As we enter a new year with growing pubic concern over economic and gender inequality, Yasemin Besen-Cassino reminds us that the low-paid retail and service sector is fueled by teenage workers, boys and girls who are equally likely to participate in the labor force as tweens. Don’t let the appearance of equal participation hide how gender inequalities emerge and shape the workplace experiences of young people, as Besen-Cassino traces the early beginnings of the wage and status gap.
– Ashley Mears
The Cost of Being a Girl
By Yasemin Besen-Cassino
Kiara is a 20-year-old college student at a large state school where she is a full-time student. In her time left after school work, athletic practices and her applications to graduate school in social work, she juggles two jobs: one at a sporting goods store and another as a receptionist at a medical center for children. She has had a string of service and retail jobs, but her past year has been spent juggling these two part-time jobs. She is not happy with either job, but she cannot get enough hours at either one on its own, so for the time-being she pieces together shifts at the two positions. Some days her schedule gets so tight, she changes in her car in the parking lot from her professional office attire of formal pants, shirt, jacket and high heels to the athletic leisure look of the sporting goods store.
Kiara has to maintain two wardrobes and changes her self-presentation and demeanor to fit the aesthetic labor demands of each setting. She is not happy in either place: at the sporting goods store, she had a shoebox thrown at her because the store would not accept coupons, and at the medical center she gets yelled at by parents because of high co-pays and complicated health insurance procedures. Despite the demands of her jobs and the high costs of maintaining the look requirements of both, her hourly pay remains unchanged and neither place is giving her enough hours.
Emily, too, has been working as a babysitter since she was 12. Today, she is a 21-year-old college student, planning to become a teacher. When she started, it was for the neighbor’s newborn baby. She would go over to their house on Friday nights when the parents went out for a couple of hours. Since then, she kept babysitting but her job description changed considerably and now includes babysitting and afterschool care for up to 4 children of various ages, coordinating playdates, homework and afterschool activities. Despite the vast difference in her job description, her paycheck is essentially the same.
Kiara and Emily are two examples of many youth who work part-time while still in school. According to the US Department of Labor’s Report on the Youth Labor Force, work starts early for many American youth. While the effects of young people’s part-time work have been studied extensively, especially in terms of educational outcomes, future job prospects and emotional and psychological development, the gendered effects of this work have received little attention. The youth labor force has been characterized as a gender utopia partially because boys’ and girls’ labor force participation is approximately similar. Yet, my research shows that while boys and girls are equally likely to participate in the labor force, the youth labor force is far from gender neutral.

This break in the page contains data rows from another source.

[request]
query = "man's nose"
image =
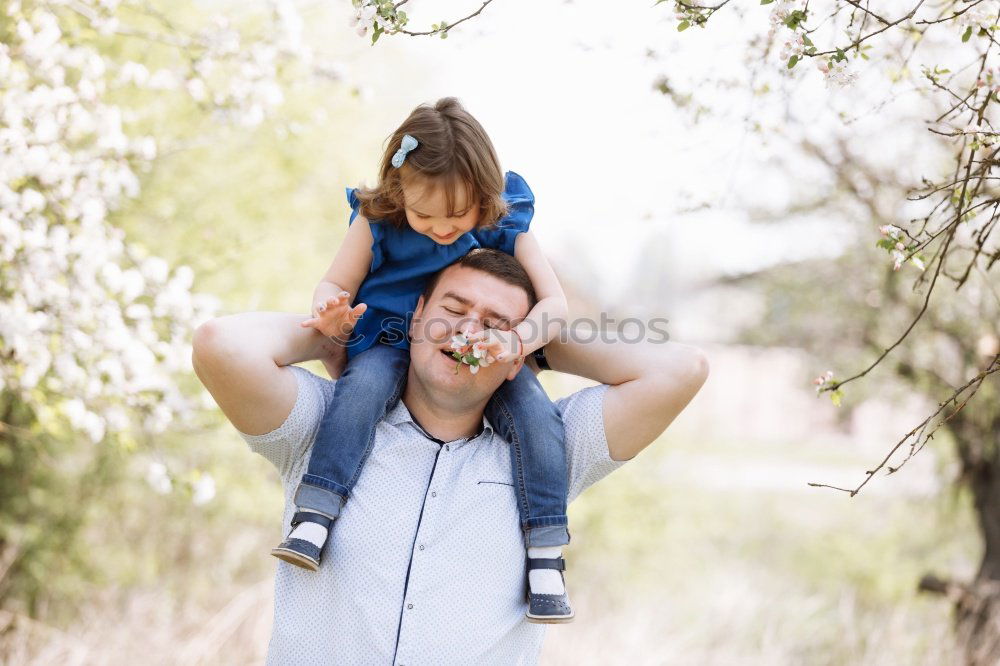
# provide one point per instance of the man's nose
(469, 326)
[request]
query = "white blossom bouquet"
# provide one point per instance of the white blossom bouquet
(472, 354)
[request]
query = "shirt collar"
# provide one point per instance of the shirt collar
(399, 415)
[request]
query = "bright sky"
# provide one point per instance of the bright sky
(565, 90)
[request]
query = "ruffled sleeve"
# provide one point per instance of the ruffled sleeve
(377, 228)
(520, 210)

In my new book, The Cost of Being a Girl: Working Teens and the Origins of the Gender Wage Gap (Temple University Press, 2017), I focus on this substantial yet understudied portion of our workforce. Using a mixed methods approach (in-depth qualitative interviews, statistical modelling using National Longitudinal Study of Youth97 as well as experiments), I explore gender inequality in pay among teenage, student workers. Using the NLSY97 dataset, I find that at age 12 and 13, girls and boys make the same amount of money; however, by the time they reach 14 and 15-years of age, we see the emergence of the gender wage gap, which widens with age. Statistical modelling shows that controlling for all background factors, the cost of being a girl remains higher than being a boy when it comes to wages. While some individual characteristics such as race and age exacerbate the wage gap, the important factor in explaining the early wage gap is the concentration of girls in freelance jobs (such as babysitting) and the concentration of boys in more employee-type jobs. As soon as employee-type jobs are available, boys move into those jobs, while girls remain in the lower paying freelance jobs. Even within employee-type jobs, girls are placed in different positions, often in customer service and not management or controlling money.
These gender differences in pay are not limited to the teenage years, but have long-term effects. Using the National Longitudinal Study of Youth, it’s clear that working as a teenager has positive effects on later income for men and not for women. Women not only make approximately $2000 less per year, they also report feeling overweight and having negative body images if they worked in the apparel sector.
Part-time jobs may seem unimportant, but it is something that many teenagers do: therefore both economically and socially, these early part-time jobs are very important for teenagers. It is their first experience of the workforce and they are socialized into the values of the workplace during those early jobs. While we may teach our teenagers about the workforce, they receive conflicting messages in the workplace. At home and at school, teenage girls receive positive messages about the workplace, but they have conflicting experiences. By the time they enter the adult workforce, they are already socialized into some of the most persistent problems of the workplace, such as the gender wage gap.
Yasemin Besen-Cassino is a Professor of Sociology at Montclair State University and is the Book Review Editor of Gender & Society. Her new book The Cost of Being a Girl: Working Teens and the Origins of the Gender Wage Gap came out from Temple University Press in December 2017.